Creating a Hadoop Ecosystem on Google Cloud

Creating a Budget Notification

Budgets & Notifications -> Create Budget Name of Project

Projects - Select

[Services you want to be notified]

Create budget - Value - [Percentages of Progress you want to be alerted]

Enable APIs

When you use a service, the first step is to activate the API of this service.

Menu -> Computer Engine -> VM Instance -> Activate API

VM Instance -> Create Instance

[Name; Region; Zone]

[Machine type E2 configuration]

[OS image; Version; storage]

Service account - says which services the machine can access

Good practice: Create a new service account only with the services you will use.

Firewall: [ports].

SSH; local host name;

CREATE

It gives an internal and external IP.

You can access the machine by SSH, Cloud Shell;

gcloud compute instances list
gcloud compute ssh machine_name --zone-us-central1-a

Dataproc

Create a Dataproc Cluster (Console & SDK)

Menu -> Big Data -> Dataproc

Activate Dataproc API

Clusters; Jobs; Workflows; AutoScale Police (cluster increases power in acord with a threshold); Components; MetaStore (metadata); Notebooks (Jupyter).

Create bucket (places you can put data, when you execute a code, you point to this bucket)- Cloud Storage
Create range - Type of local - options of storage - Access Control - Cryptography
Create Cluster
- Custer_name
- Master and Workers
- Auto-scale
- Hadoop Versions
- Components - Gateway - Web interfaces - activate components gateway - google will generate a link to the interface.
- Components - you can include additional components - Jupyter Notebook; Zeppelin Notebook; Zoekeeper.
Machine type
- Machine Type
- Storage
- Number of Workers
- Secondary Nodes - processing nodes (does not contain data)
Personalize Cluster
- Only intern IP
- Metastore
- Cluster Property - you can change Hadoop settings
- Inicialization Actions - script when you start the cluster
- Program exclusion of the Cluster
- Bucket of Cloud Storage preparation - bucket dataproc puts configuration files and etc.

It created a bucket for specific information of the cluster - Bucket of Cloud Storage Preparation (click to access).

Open cluster - Monitoring Screen - Jobs, VM, Web Interface (component gateway)

Compute Engine - you can access virtual machines.

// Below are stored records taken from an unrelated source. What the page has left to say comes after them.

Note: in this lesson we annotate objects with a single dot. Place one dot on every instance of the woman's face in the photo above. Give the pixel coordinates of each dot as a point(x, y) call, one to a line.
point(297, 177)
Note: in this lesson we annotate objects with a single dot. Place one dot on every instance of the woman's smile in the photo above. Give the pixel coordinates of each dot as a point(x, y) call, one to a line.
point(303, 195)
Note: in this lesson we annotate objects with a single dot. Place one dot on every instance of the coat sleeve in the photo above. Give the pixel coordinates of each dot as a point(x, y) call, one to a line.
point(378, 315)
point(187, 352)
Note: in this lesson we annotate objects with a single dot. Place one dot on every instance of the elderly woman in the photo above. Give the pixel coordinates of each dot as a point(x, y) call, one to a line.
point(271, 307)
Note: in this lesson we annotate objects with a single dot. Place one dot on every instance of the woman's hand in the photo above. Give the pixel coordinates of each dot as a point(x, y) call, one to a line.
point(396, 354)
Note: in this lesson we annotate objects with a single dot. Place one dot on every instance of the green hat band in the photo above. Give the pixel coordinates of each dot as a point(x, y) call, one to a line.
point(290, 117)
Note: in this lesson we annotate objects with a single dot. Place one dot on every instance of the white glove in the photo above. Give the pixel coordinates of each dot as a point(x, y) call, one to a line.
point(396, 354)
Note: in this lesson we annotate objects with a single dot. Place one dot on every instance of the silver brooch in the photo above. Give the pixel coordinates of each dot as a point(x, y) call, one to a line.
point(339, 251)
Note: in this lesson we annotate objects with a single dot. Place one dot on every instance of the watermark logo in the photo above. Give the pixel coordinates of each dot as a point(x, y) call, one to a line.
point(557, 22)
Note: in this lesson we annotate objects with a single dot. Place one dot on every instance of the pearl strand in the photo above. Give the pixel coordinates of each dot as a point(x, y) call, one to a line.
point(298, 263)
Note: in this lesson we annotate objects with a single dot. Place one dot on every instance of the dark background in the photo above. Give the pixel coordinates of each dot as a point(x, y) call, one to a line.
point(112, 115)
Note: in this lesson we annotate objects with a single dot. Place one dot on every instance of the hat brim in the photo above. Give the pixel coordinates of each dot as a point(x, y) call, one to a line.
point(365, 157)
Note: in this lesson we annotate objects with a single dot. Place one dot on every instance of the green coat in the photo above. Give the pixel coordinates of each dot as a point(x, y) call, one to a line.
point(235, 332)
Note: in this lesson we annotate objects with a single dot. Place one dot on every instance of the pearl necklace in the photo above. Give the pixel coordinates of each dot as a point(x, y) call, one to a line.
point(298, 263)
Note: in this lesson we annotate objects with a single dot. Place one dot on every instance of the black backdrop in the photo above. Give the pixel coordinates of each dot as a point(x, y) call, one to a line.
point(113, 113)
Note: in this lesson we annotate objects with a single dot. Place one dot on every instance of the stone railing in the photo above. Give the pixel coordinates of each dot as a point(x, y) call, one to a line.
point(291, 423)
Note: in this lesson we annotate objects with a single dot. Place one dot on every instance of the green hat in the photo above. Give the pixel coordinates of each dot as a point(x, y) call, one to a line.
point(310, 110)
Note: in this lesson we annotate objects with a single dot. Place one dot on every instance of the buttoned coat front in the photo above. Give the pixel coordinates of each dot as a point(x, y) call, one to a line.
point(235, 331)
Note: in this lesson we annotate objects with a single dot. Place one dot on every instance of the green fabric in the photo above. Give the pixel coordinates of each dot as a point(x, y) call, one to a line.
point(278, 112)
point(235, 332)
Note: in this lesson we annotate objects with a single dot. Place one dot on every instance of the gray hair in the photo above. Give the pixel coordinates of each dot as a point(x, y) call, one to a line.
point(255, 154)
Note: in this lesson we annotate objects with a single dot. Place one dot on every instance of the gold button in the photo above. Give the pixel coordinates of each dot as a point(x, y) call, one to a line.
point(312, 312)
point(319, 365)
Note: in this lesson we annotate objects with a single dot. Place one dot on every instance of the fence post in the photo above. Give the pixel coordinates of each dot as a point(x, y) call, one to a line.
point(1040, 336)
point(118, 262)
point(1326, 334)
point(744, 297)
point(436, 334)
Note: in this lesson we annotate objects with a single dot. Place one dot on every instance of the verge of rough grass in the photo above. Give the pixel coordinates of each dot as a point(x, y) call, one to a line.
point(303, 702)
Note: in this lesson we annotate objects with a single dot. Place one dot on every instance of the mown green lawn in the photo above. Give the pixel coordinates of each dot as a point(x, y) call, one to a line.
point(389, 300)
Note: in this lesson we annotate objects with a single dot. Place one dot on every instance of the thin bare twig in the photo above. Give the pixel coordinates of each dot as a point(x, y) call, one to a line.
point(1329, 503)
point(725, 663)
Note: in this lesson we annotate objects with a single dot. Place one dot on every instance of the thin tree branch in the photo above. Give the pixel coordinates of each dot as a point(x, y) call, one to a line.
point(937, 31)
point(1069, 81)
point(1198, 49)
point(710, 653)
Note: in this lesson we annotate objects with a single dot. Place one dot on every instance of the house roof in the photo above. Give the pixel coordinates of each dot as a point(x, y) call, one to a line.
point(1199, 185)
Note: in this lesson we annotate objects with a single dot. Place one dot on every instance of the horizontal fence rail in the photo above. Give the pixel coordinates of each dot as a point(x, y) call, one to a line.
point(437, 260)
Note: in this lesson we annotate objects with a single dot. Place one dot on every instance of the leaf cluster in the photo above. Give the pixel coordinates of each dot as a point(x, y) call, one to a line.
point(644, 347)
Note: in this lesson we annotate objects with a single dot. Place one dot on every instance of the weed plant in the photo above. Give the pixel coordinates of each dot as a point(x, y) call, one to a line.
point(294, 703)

Menu -> Dataproc -> Send job -> ID, Name, Type, Class (org.apache.spark.examples.SparkPi), jar files (file://usr/lib/spark/examples/jars/spark-example.jar), arguments(1000) - SEND

It can be also executed by ssh or Cloud-shell

Running a Workload

Open Cloud Shell in GCP
Clone repository with the files that will be used in the workload
Create bucket - it was already created - gsutil ls
Set script with the right name of the bucket and directory/file locations
Upload files in the bucket - gsutil cp scrip.py inputfile.txt gs://bucket_name
Execute script - Cluster -> Jobs -> Send Job -> [Job Name][Cluster Name][Job Type - PySpark][File - gs://bucket_name/script.py] -> SEND

It will create a folder with the results inside the Bucket.The folder contains a file with the log of the job and a file with the result.